Questo perenne stato di tensione trova però un confuso riscontro a livello politico: Putin e Lukašenko spesso fanno affermazioni opposte, al punto che viene da domandarsi se effettivamente i due presidenti si confrontino sulla questione dell’Unione.
Il 1° marzo 2019 si è svolto l’incontro annuale del Presidente bielorusso con le maggiori testate giornalistiche nazionali e internazionali, il “Grande discorso con il Presidente“. Alla scontata domanda sull’Unione, Lukašenko ha risposto così: “oggi i bielorussi vogliono stare assieme alla Russia, però nel loro proprio appartamento… cosa c’è di male in questo?“. Per poi continuare in maniera alquanto laconica, scaricando le responsabilità sul popolo bielorusso: “se oggi ci chiedessero di fare un referendum [riguardo l’Unione] il 98% della popolazione voterebbe contro“. Ma ciò sembrerebbe non coincidere con le affermazioni del Cremlino riportate da TASS, secondo le quali la Bielorussia “è un alleato con la A maiuscola“.
Ad oggi, quindi, le aspettative dei due Paesi riguardo l’Unione rimangono ben diverse. Lukašenko enfatizza che è inutile discutere di Unione, se poi le merci vengono bloccate al confine russo (lo scorso anno, la scusa utilizzata è stata la presenza di un batterio nei prodotti caseari bielorussi, ripetutamente smentita da Minsk), ma Mosca ufficialmente evita la questione e preferisce sottolineare l’importanza geostrategica che questa sorta di “alleanza all’ennesima potenza” rappresenterebbe, senza però entrare nei dettagli più pratici del come e del quando.

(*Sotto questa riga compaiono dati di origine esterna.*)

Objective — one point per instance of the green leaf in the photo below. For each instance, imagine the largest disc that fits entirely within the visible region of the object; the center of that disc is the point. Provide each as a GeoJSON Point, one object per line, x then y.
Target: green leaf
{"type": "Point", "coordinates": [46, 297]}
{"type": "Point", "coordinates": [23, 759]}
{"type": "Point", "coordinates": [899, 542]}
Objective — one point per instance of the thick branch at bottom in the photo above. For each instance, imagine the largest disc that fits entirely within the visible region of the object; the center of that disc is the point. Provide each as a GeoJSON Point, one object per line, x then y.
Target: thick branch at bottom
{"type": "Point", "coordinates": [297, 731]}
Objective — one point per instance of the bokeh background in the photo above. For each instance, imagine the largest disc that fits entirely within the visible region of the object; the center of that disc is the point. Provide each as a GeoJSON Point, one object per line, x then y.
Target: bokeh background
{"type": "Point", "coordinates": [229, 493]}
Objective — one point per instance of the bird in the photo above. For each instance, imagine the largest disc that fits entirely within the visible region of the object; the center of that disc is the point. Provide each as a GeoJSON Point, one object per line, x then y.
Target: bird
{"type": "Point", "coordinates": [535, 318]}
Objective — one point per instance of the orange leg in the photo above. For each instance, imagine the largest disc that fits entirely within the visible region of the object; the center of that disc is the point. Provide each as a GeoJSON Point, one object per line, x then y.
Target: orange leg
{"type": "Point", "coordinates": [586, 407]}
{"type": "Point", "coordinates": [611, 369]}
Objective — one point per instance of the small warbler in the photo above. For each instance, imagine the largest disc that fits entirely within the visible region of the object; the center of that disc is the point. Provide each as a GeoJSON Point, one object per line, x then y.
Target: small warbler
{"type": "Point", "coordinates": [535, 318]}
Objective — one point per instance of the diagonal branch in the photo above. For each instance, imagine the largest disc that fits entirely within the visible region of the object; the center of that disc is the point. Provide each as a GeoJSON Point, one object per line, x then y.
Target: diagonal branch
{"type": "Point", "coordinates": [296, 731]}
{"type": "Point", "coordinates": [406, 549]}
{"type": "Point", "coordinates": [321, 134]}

Sono ormai passati 23 anni dai primi entusiasti tentativi di un avvicinamento ufficiale tra Russia e Bielorussia e, allo stato attuale, la messa in atto del trattato sembrerebbe più lontana che mai. Questa Unione non ha saputo dimostrarsi capace di reagire alle richieste dei tempi che cambiano, rispecchiando una latente e incolmabile fragilità. Rimane però interessante notare come la questione venga risollevata dai mass media ogni qualvolta Putin e Lukašenko intavolino trattative di qualsivoglia genere. Forse ciò può essere dovuto al fatto che negli anni Novanta una tale volontaria sottomissione di un Paese indipendente pareva eclatante, e i possibili risvolti incuriosivano e preoccupavano. O forse, il motivo ultimo per cui ha ancora senso ricordare le trattative ufficialmente ancora in atto, è che tutt’ora una domanda del genere si rivela un’ottima cartina di tornasole per identificare i cambi di umore e gli interessi di entrambi i leader. Rimane comunque un fatto che ad oggi, se non esplicitamente interrogati al riguardo, Putin e Lukašenko farebbero volentieri a meno di parlarne.